Clinton is probably as bright as Kennedy. And as a presidential candidate he probably - to judge from his record - shows more promise than Robert Kennedy did when he was seeking the presidency in 1968. He's a Rhodes Scholar whose performance as Arkansas governor during six terms has won rave reviews from many of his fellow state chief executives. John Kennedy as a congressman and a senator - often away from Washington, sometimes because of a physical ailment - had been less than impressive.

I covered that 1960 Kennedy-Nixon campaign as a newsman, first going out with one candidate and then the other. The widespread expectation - in the public, in the press, and among politicians - was that Kennedy simply didn't have a chance against Vice President Richard Nixon.
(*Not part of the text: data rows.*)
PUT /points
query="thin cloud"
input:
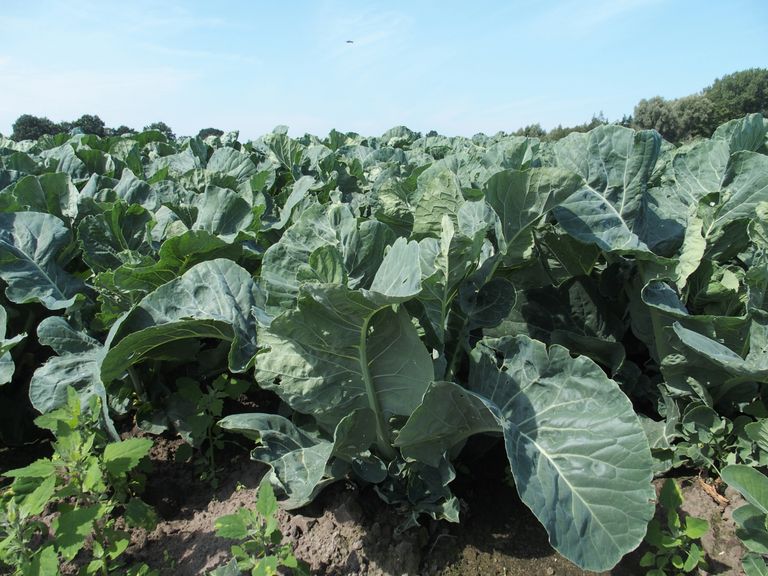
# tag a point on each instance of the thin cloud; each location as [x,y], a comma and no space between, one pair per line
[579,18]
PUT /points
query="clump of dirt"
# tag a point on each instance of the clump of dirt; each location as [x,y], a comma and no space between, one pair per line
[723,548]
[349,531]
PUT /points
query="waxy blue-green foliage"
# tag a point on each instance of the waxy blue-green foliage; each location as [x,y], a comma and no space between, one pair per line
[577,300]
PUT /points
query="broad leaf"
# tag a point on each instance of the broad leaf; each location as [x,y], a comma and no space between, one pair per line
[579,456]
[213,299]
[611,209]
[32,245]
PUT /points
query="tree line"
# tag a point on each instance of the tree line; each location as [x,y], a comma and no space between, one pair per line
[29,127]
[682,119]
[677,120]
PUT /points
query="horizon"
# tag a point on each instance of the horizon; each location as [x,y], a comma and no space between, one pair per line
[359,67]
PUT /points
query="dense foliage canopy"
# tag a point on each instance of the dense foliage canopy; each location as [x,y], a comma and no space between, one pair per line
[592,304]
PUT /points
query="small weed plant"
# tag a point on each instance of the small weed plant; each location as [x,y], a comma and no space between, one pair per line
[674,540]
[78,488]
[261,551]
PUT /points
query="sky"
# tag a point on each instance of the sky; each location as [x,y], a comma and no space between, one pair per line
[456,67]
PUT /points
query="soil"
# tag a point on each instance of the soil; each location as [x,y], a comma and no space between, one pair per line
[349,531]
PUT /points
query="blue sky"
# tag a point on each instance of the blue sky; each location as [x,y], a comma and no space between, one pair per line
[456,67]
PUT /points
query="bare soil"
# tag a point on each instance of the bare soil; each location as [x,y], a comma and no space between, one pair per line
[349,531]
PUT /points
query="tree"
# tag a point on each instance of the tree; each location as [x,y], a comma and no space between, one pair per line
[120,130]
[162,127]
[205,132]
[89,124]
[532,131]
[658,114]
[739,94]
[28,127]
[695,116]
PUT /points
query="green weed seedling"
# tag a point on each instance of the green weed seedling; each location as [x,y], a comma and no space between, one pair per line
[82,484]
[261,551]
[674,542]
[752,518]
[202,408]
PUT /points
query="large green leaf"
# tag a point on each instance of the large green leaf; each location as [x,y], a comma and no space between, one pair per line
[214,299]
[745,185]
[439,195]
[286,264]
[51,193]
[363,354]
[752,484]
[577,451]
[522,198]
[232,162]
[222,212]
[77,366]
[612,208]
[118,236]
[32,246]
[7,366]
[299,462]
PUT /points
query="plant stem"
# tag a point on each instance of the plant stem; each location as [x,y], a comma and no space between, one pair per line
[382,428]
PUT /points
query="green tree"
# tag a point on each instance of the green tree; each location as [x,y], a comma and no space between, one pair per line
[120,130]
[532,131]
[161,127]
[89,124]
[561,131]
[205,132]
[739,94]
[695,116]
[29,127]
[658,114]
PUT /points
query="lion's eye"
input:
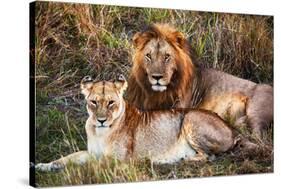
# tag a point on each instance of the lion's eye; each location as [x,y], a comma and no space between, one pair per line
[167,57]
[94,102]
[148,56]
[110,103]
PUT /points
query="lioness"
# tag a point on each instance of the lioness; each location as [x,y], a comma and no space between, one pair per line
[164,76]
[116,128]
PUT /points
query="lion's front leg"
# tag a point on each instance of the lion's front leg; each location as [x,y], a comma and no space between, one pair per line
[78,158]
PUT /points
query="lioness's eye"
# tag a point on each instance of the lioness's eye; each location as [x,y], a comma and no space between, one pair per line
[110,103]
[167,57]
[148,56]
[94,102]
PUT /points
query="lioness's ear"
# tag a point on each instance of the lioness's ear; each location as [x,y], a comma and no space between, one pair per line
[86,85]
[179,39]
[136,39]
[121,84]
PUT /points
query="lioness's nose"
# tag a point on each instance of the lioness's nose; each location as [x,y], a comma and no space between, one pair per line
[157,76]
[101,120]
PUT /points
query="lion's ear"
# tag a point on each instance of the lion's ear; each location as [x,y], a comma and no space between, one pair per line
[121,84]
[136,39]
[86,85]
[179,39]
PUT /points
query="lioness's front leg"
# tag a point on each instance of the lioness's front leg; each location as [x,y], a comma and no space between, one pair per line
[78,158]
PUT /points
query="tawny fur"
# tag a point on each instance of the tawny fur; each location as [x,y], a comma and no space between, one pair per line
[189,86]
[165,136]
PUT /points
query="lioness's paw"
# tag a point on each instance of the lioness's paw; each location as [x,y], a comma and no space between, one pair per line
[53,166]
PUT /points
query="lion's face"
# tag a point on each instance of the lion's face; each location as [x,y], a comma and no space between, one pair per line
[104,100]
[161,58]
[159,63]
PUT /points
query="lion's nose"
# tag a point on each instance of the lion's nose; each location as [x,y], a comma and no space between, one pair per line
[101,120]
[157,77]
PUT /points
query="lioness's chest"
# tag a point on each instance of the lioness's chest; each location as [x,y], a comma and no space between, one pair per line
[157,137]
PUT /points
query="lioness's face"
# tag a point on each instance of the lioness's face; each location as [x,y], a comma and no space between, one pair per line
[104,101]
[159,63]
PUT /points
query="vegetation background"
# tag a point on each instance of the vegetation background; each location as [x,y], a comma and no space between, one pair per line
[74,40]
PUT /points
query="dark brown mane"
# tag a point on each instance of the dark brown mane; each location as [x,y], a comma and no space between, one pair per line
[139,91]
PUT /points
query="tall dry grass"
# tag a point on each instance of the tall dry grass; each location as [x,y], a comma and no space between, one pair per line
[74,40]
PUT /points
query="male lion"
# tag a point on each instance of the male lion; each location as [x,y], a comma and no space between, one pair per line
[116,128]
[165,76]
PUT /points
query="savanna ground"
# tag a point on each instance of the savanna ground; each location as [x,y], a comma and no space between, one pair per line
[75,40]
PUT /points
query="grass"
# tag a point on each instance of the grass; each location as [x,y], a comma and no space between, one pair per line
[74,40]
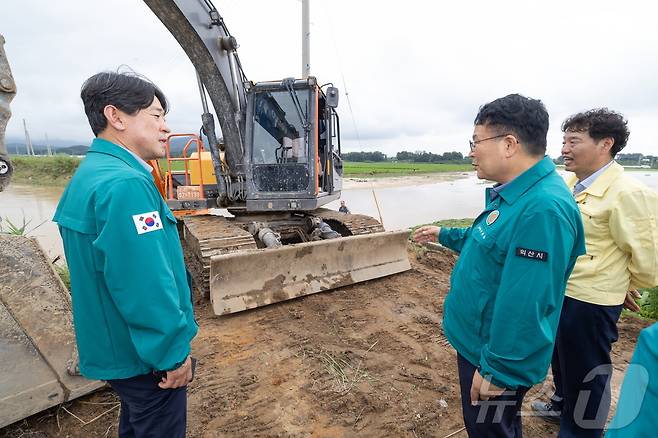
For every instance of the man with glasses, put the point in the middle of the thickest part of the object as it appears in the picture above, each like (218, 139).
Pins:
(507, 288)
(620, 215)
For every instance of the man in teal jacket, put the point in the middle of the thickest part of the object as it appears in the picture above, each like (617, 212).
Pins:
(507, 287)
(132, 306)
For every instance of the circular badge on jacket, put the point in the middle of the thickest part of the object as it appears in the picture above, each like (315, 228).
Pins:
(492, 217)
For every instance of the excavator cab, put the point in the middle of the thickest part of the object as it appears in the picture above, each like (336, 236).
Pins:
(293, 161)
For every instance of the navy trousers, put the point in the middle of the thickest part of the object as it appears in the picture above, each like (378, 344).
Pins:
(149, 411)
(582, 367)
(497, 417)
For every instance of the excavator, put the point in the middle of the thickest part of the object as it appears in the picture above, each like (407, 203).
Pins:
(276, 164)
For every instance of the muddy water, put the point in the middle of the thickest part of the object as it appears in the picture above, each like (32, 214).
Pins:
(456, 195)
(401, 205)
(36, 205)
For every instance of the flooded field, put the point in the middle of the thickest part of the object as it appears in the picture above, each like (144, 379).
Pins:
(403, 201)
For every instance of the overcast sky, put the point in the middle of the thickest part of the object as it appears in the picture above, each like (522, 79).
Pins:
(416, 71)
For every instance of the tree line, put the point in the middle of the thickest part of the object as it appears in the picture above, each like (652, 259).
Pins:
(414, 157)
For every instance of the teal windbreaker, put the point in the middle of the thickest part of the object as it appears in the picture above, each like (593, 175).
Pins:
(507, 288)
(638, 401)
(132, 307)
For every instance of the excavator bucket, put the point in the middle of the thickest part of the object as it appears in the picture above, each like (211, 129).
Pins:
(38, 357)
(255, 278)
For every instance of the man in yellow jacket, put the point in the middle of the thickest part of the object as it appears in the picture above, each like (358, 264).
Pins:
(620, 216)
It was not until that fall debate, when Kennedy stood up to Mr. Nixon and, in the eyes of most viewers, faced him down, that the young senator from Massachusetts began to be viewed as someone who could give Nixon a run for his money.

From then on, as I saw it, it was the particularly attractive Kennedy personality that began to give him the edge. Women along the campaign route would leap and scream as he was driven by. Nixon, ever dour, found it more and more difficult to stir up enthusiasm for his candidacy.

The final vote was razor-edge close. But (and this certainly wasn't a verdict shared by many of my press colleagues at that time) I thought the result was a personal victory more than one related to which candidate had the greater ability. Perhaps, of course, the voters sensed that shady side of Nixon's character that emerged during his years in the presidency.

As of now, Clinton is virtually tied with George Bush in polls that pit Clinton against the president. That's better than Kennedy's position against Nixon at the same time in 1960 and months beyond that time. It was not until after that first debate that Kennedy finally came up close to Nixon in the polls.

Clinton's problems are obvious: He, unlike Kennedy, would be running against an incumbent president who has the power to make waves and influence events that could draw public support in his direction. And he is hurt by lingering charges of personal and public improprieties.

Clinton would be facing, too, a president who certainly is no Nixon in demeanor. President Bush is lively, warm, and usually optimistic. But he isn't likely to stir the crowds the way Kennedy did. The onlookers won't scream and leap for Bush.

Clinton has just enough of the Kennedy appeal that he might well make Bush look a bit drab by comparison. Kennedy was Mr. Personality in 1960. Clinton is the Mr. Personality of this campaign. This new Mr. Personality will likely stumble over his personal problems, leading Democrats say. Maybe.

But it is clear in the primary results that a lot of voters seem to be excusing Clinton for his alleged wrongdoing. Indeed, Clinton just might, with the help of his Kennedy-like personality, be able to go all the way.